But some people claim not to want to know. Not just that they wouldn't search because of fears or worries or loyalty. They claim to not want to know.

I can't understand that. Maybe it's not important that I understand it. But I am trying to understand the difference between adoptees who search and those who don't. And this lack of curiosity seems important to understanding this difference. But so far I'm at a loss.

If anyone has any light to shed on this, I'd be very interested.

5 comments:

maybe said...

I think fear can be a factor. Fear of finding a grave, or even of finding a mother or father who has a tough life (i.e, drugs, homeless, prison etc.) After all, they were "saved" from these people, so they must be rotten.

Just a thought.

phil said...

Yeah, I do think these can play a role.

I guess I was wondering in cases where they do really lack any interest (and aren't just suppressing it for other reasons). Assuming, of course, there are such people.

Michelle said...

I think it's also the enormous struggle for adopted persons when searching for family.
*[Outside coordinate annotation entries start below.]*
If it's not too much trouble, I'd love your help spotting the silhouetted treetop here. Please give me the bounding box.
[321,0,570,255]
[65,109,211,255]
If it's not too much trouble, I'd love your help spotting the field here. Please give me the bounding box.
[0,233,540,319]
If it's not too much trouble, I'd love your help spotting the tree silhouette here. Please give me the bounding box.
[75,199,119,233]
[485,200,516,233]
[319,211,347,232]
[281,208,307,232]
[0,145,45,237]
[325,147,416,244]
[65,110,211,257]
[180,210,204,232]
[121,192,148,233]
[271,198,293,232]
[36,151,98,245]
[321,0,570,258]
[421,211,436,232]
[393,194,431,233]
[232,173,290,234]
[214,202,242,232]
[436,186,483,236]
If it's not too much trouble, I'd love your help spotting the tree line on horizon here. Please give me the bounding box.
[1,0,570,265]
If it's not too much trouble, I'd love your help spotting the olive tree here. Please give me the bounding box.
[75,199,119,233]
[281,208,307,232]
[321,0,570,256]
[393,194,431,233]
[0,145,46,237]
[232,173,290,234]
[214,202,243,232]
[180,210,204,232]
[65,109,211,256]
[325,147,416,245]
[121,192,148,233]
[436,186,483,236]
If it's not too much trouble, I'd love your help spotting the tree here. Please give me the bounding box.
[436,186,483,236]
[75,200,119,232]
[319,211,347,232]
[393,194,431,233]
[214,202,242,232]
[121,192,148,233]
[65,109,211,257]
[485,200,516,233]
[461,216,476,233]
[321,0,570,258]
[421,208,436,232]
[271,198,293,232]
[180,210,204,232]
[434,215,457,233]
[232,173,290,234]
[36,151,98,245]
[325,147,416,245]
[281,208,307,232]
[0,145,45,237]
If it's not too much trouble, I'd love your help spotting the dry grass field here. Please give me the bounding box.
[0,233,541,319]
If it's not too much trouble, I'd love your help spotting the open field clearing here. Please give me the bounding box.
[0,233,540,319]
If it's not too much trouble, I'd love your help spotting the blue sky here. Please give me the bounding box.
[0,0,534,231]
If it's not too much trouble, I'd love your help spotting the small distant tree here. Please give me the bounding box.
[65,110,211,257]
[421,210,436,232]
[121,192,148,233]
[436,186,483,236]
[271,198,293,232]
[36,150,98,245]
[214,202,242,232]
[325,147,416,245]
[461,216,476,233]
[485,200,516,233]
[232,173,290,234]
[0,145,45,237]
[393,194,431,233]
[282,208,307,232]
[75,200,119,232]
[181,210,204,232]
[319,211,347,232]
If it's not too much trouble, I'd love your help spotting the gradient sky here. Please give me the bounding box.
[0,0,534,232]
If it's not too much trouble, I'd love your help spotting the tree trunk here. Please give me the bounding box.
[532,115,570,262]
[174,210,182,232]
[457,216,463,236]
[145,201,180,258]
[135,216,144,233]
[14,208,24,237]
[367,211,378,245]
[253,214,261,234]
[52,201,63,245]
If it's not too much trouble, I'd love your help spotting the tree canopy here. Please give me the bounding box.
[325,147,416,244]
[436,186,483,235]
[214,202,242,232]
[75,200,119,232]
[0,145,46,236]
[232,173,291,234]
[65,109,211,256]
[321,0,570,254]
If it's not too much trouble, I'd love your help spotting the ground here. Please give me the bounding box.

I rememeber countless times when I would start to search, hit a dead end, then gave up. And a dead end would mean looking in the phone book for a name I wasn't even sure was correct, or looking AGAIN in my a-parents paperwork for a some kind of clue and finding nothing, asking my a-mother for any information and being satisfied with the little info she had - feeling bad and guilty about revealing "The Secret".

It's not like I (and most adopted people) had names and addresses where I could just pick up the phone and call. My choices were limited - my resources minimal.

For a long time it was easy to say things like, "Well she gave me away, why should I find her!- she made her bed, she can lie in it" or, "I have a family, why do I need another one?" This justified not searching, mostly because I didn't know how to search - the secrecy seemed normal - searching abnormal.

phil said...

So does that mean that there aren't people who never want to find their families? I ask because I understand the excuses I (and you, and others) used to justify not searching at various points. But I know some adoptees that claim they have never wanted to search and don't want to now. Are they all engaged in such self-deception?

maybe said...

Phil wrote, "are they all engaged in such self-deception?"

Yes, I do think that's a possibility. Because once they really loosen up they begin to state their real reasons for not searching.